The graphics chip is backed by 2 GB GDDR5

Jan 8, 2015 15:56 GMT  ·  By

Some rumors have been confirmed about the NVIDIA GeForce GTX 960 and the GM206 chip it's based on, while others have been debunked. At least according to another rumor, so we should still take things with a grain or two of salt.

The NVIDIA GeForce GTX 960 2GB 128-bit is rapidly approaching its launch date according to certain interested parties.

It makes us wonder why NVIDIA didn't make a formal announcement of any sort at CES 2015. Maybe it wanted the Tegra X1 to have all the attention at the Consumer Electronics Show?

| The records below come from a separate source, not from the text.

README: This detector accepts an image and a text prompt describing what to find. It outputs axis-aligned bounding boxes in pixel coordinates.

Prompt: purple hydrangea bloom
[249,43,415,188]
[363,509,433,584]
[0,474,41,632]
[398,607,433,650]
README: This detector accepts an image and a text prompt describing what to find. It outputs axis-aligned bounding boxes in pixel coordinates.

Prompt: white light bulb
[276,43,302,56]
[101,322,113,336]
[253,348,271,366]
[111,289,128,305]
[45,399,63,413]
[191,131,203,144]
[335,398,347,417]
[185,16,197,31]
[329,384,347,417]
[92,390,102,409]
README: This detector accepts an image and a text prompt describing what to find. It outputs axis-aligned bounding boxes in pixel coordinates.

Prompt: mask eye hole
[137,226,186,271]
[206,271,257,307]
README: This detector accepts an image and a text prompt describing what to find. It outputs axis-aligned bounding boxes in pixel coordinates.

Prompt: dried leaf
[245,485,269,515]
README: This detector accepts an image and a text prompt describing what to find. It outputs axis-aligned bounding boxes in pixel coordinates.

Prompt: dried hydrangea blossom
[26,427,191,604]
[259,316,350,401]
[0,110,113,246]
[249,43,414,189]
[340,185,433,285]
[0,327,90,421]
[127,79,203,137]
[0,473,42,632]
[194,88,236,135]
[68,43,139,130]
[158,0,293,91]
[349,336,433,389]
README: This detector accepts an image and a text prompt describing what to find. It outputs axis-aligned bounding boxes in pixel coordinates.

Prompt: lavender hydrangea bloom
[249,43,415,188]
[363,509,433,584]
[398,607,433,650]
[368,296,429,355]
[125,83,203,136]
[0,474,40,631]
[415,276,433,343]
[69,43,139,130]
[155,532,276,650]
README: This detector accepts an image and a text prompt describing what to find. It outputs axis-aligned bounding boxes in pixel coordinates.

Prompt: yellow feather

Whatever the case, we now have a close-up picture of the GM206 chip powering the GeForce GTX 960, as well as some data on the graphics card itself.

The NVIDIA GM206 Maxwell

The chip in the GTX 960 is more precisely called the GM206-300 iteration and may or may not be the full chip.

The processor should have between 8 and 10 SMMs as previously assumed, suggesting 1,024 to 1,280 CUDA cores.

The chip is rectangular rather than square and has a memory interface of 128 bits, according to the few listings of the GTX 960 in stores. Premature listings, all of them, not accompanied by any photo of the board, official or otherwise.

The GeForce GTX 960

The card will have the GPU backed by 2 GB of GDDR5 VRAM, but unfortunately that's all we know about it. Or at least about the reference model.

OEM-customized versions are already on the way, and we've already covered three from Micro-Star International, such as they were.

ASUS is apparently preparing some too, a pair of them, one with a DirectCU 2 cooler and one under the STRIX brand.

Galaxy offers a ray of sunshine though. Or rather Galax. The GF GTX 960-2GD5 is said to have GPU/VRAM clocks of 1178 / 7010 MHz, while the GTX 960-2GD5 OC supposedly works at 1228 / 7010 MHz.

That implies that the reference GPU operates at 1,178 MHz and the RAM at 7 GHz, but we're still on the fence about it.

Availability and pricing

The price is unknown, but some retailers say that the NDA for the GTX 960 lifts on January 15, so maybe there isn't much time left to wait after all. Well, the listings go from $415 / €350 to over $500 / €421, but we know better than to take those sums at face value.